Despite the very loose structure of the book, this seems to be the theme of the argument. In some ways it rehearses a view of modernity – especially American modernity – that has been presented in more detail in the work of a series of American scholars and commentators, from Robert Bellah to David Brooks. This is a perspective that focuses on the anxiety and isolation resulting from individual hopes and desires, expresses a renewed interest in “personhood,” and urges the rediscovery of the resources that enable us to raise the next generation to a life well lived. This is not very far from what was brought to the fore on this side of the Atlantic by “Blue Labour” and “Red Tories.” The importance of the Christian vision here lies not so much in a system of specific moral absolutes—although they undoubtedly exist—as in the attitude that allows us to acknowledge failure without despair, to approach each other with generosity, and ultimately to know that our deepest desires point to being at home with what is most real: the unconditional love that made us.

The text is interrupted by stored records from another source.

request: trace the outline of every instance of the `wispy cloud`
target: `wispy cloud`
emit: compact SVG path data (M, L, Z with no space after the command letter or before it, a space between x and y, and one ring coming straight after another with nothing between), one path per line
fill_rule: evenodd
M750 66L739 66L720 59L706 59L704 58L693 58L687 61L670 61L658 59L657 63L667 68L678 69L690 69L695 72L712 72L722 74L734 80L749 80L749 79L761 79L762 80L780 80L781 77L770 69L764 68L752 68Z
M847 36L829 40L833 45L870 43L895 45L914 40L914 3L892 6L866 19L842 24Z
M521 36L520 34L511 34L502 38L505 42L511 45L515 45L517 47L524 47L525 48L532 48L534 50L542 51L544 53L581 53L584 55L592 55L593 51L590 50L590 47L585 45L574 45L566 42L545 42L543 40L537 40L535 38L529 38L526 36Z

So, to the looming question the book leaves us with: What does all of this have to do with the administration of which J.D. Vance is a prominent member? And perhaps the sub-question of who his audience is: This is not a book designed to appeal to MAGA audiences; Nor will it win favor from the tech-savvy billionaires who dominate the digital world, about whom Vance has a hard time saying things (despite Elon Musk being lauded as the innovator of American jobs), or from traditional free-market capitalists. At the same time, he is unlikely to win any friends on the left. Although his treatment of the abortion issue is more nuanced and sensitive than much conservative writing on the subject, this alone would put him beyond the pale as far as most progressives are concerned.

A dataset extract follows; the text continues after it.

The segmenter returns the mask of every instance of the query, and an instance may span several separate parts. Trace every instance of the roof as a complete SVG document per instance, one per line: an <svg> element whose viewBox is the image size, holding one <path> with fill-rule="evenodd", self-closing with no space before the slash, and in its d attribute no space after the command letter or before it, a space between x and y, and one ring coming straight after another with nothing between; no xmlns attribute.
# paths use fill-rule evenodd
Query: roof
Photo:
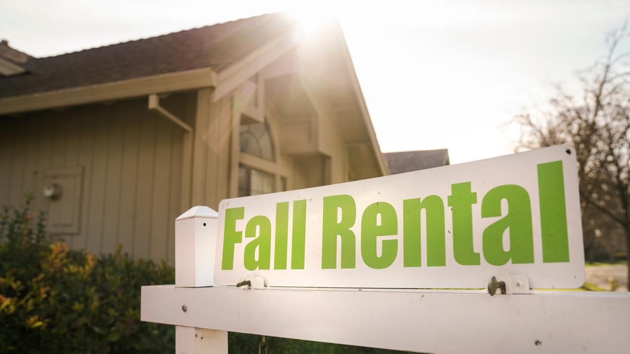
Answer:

What he doesn’t tell us (despite indicating at several points that he would) is why he’s willing to hitch his wagon to the Trump cause. He dismisses much of the early criticism of Trump as merely an elitist sensitivity about the president’s “style,” and insists on the “success” of the first Trump administration, without doing much to connect it to the values implicit in these pages. But how can we take seriously a book that ignores the rampant corruption of the Trump ruling class, the disgraceful verbal bullying that has become the norm in the president’s online and offline sermons, the recklessly arbitrary foreign policies (Vance’s carefully expressed reservations here about financing military support for Ukraine would apply far more forcefully to the failure of the Iran war), and the murderous brutality of the implementation of new immigration controls?

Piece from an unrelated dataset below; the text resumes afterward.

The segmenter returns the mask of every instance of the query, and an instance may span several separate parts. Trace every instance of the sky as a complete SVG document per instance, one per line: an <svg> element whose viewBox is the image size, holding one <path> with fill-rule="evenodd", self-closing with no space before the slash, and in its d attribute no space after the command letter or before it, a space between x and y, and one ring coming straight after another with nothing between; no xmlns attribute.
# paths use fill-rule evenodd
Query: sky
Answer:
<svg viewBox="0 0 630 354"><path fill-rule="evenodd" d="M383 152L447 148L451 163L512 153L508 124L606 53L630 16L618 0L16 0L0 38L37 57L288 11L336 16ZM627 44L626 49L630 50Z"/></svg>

The book was actually dated because of its author, not its content. This content is in fact by no means as empty or vicious as some have assumed – although there are some bad moments of shaky arguments about traditional gender roles, or about how “rising racial conflict and gender division” are a direct result of the abolition of Christianity (a claim that is difficult to reconcile with the record of Christian nationalism in America’s past and present). But it does nothing to solve the mystery of what makes the Vice President so angry. At one point, he approvingly quotes a priest telling an addict in prison, “Show me your friends and I’ll show you your future.” Well, yes: back to the opening question about what you must do to be saved. “Look at the company you keep” might be a start.